During 1965–66, McPhee became Blackpool's first participating substitute when he replaced John Craven after 83 minutes in a 3–0 victory over Leicester City on 14 September. Up until that point, Blackpool had played 713 minutes of the season without using a substitute.

In 1967–68, Blackpool were playing Second Division football after suffering relegation the previous campaign. Stan Mortensen was in his first full season in charge after succeeding Ron Suart, and under his managership McPhee was an ever-present in Blackpool's 47 league and cup games.

He made 38 league appearances the following season, 1968–69, and scored one goal.

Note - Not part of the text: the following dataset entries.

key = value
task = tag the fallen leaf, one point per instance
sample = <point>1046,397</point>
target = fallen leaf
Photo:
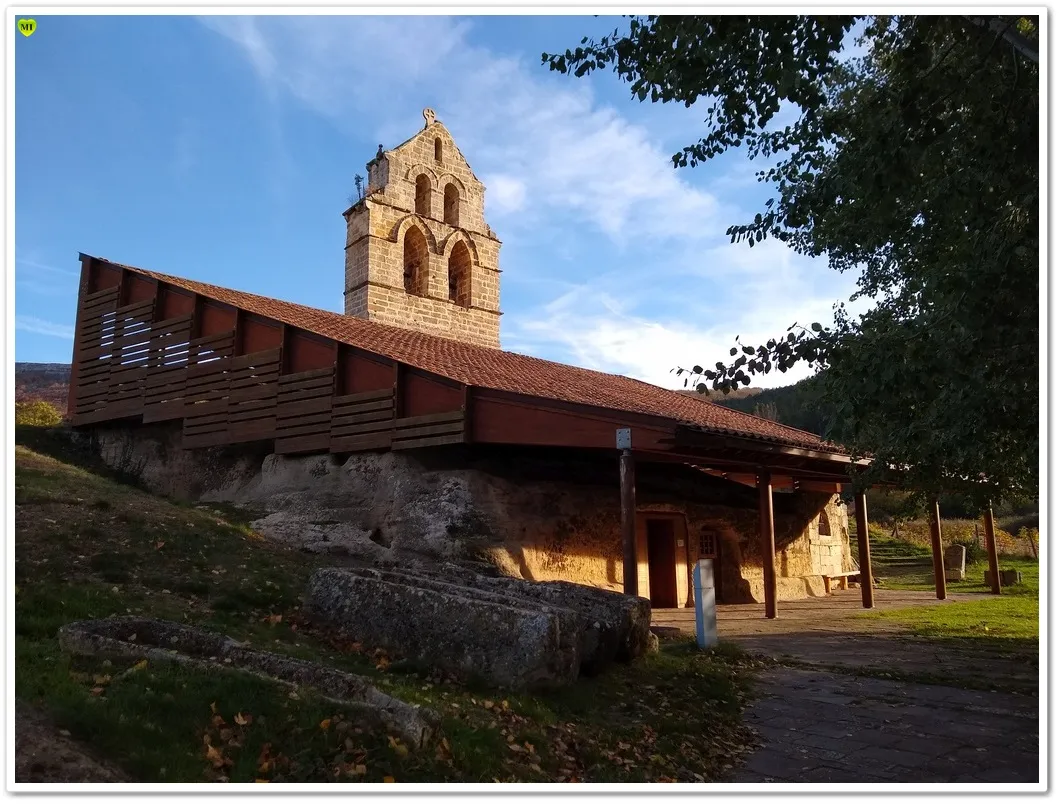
<point>215,756</point>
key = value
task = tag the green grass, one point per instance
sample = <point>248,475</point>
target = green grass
<point>1011,616</point>
<point>88,545</point>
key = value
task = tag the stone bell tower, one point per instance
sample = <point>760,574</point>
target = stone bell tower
<point>419,254</point>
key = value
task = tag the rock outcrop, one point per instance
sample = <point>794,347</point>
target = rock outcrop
<point>162,641</point>
<point>502,631</point>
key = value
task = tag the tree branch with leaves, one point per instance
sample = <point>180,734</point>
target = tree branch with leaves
<point>912,163</point>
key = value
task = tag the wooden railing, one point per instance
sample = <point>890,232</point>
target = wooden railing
<point>130,367</point>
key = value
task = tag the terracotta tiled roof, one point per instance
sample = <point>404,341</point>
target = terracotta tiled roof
<point>506,371</point>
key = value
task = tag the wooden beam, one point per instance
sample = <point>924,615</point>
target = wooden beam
<point>994,574</point>
<point>465,391</point>
<point>83,285</point>
<point>936,549</point>
<point>629,504</point>
<point>237,332</point>
<point>864,559</point>
<point>828,488</point>
<point>767,542</point>
<point>399,390</point>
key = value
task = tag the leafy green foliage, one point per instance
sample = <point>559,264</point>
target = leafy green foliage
<point>915,165</point>
<point>797,405</point>
<point>37,414</point>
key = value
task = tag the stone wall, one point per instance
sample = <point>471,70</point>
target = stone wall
<point>533,514</point>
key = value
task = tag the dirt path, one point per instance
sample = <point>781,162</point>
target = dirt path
<point>45,753</point>
<point>824,716</point>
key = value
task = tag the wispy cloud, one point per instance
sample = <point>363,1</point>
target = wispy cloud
<point>36,266</point>
<point>575,182</point>
<point>40,327</point>
<point>186,147</point>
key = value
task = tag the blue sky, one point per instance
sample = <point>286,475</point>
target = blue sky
<point>224,150</point>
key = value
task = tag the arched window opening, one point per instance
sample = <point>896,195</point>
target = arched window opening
<point>416,262</point>
<point>823,527</point>
<point>423,195</point>
<point>460,275</point>
<point>452,208</point>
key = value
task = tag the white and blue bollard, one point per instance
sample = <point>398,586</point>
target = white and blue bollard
<point>706,608</point>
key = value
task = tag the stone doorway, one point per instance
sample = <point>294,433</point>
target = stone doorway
<point>663,559</point>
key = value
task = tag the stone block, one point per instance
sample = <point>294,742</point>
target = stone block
<point>623,622</point>
<point>505,645</point>
<point>1008,577</point>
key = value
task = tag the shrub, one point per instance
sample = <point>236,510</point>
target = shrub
<point>37,414</point>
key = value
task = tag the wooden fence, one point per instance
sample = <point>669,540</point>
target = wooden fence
<point>130,367</point>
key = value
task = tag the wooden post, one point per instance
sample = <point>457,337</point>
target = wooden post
<point>629,512</point>
<point>83,290</point>
<point>994,574</point>
<point>864,559</point>
<point>767,547</point>
<point>936,549</point>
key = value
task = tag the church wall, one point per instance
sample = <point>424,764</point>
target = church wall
<point>531,513</point>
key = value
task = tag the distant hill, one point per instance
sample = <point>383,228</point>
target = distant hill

Under new manager Les Shannon in 1969–70, McPhee made 29 league appearances in his final season with the club. His last appearance occurred in the final game of the season, a 2–0 league defeat at Oxford United. It didn't matter, however, since Blackpool had sealed promotion back to Division One the previous week.

After over 250 league games for the Tangerines, McPhee was sold to Barnsley at the end of the season. He spent one term at Oakwell before joining Southport in 1971, with whom he finished his career.

John Mcphee’s granddaughter is pop star Suzi Wu

==Post-retirement==
After retiring, McPhee became a businessman in Blackpool.

McPhee was the owner of the family-run Hotel Sheraton, situated on Blackpool's Queens Promenade.